My son plays outside with his friends almost every day. At least twice a week, I have about six kids in my house playing Legos, Xbox, or inventing zombie-esque games.
You can create a fun, safe, and magical place for your child to play and thrive. How do you do that? Be aware. Know your child’s friends and their parents. Demand that your child follow your rules for safe play, check-in, etc. Be observant of other adults. Understand that “Stranger Danger” is important, but that a majority of abuse is perpetrated by someone YOU and YOUR CHILD love and respect.

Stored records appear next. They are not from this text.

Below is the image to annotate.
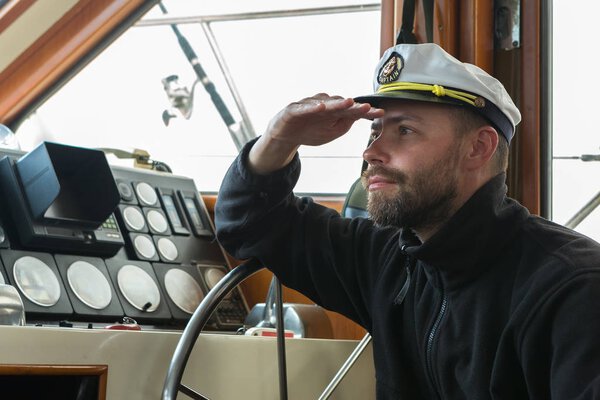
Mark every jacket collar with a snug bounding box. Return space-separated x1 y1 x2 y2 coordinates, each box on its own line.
400 173 529 289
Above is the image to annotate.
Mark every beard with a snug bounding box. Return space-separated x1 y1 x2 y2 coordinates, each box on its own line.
362 152 458 231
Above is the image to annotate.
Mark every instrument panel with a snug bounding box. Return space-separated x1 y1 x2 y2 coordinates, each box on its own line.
0 144 248 331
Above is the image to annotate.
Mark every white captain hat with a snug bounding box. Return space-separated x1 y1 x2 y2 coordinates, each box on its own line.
354 43 521 142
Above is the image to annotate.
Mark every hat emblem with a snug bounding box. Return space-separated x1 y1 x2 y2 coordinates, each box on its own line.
377 52 404 85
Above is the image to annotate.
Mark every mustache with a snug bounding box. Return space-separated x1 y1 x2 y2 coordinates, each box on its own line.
361 165 408 188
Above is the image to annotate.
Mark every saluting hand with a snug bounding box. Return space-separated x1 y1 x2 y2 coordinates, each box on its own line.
249 93 383 174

I am doing my best to raise my child with strong body boundaries, strong behavioral boundaries, and the confidence to know that he can tell me anything. He does not spend time alone with any adult besides his parents or a trusted caregiver. From a toddler, he has known the correct names of his body parts and that no one touches them inside or outside of his clothes (or vice-versa, or takes pictures). I am also teaching him to be confident enough to know that it is okay to say no to an adult, he does not have to be hugged or touched if he doesn’t want to, and that self-esteem and self-confidence will be his biggest defenses against predators.
Mostly, I try to make sure that he is not surrounded by fear, judgement, or confusion about his body. And yes, I am on the stricter side of parenting. My son has had strong and appropriate consequences for inappropriate behavior. I am an adult, and my child is a child. He wants me to be an adult and to be strong for him. It is my job to solve the “adult problems” of his world so that he can learn to problem-solve his own issues.
Am I perfect? Hell, no. I am sure that any reader can shoot 100 holes in my answer. But I will say this: my child has only one chance to be a child. He only has one chance to be strong about his body and full of childhood friendships. I refuse to raise a child with a victim mentality. It’s not my son’s job to pay for what happened to me.
I know that I mess up every day. A lot. But awareness is 90% of the battle.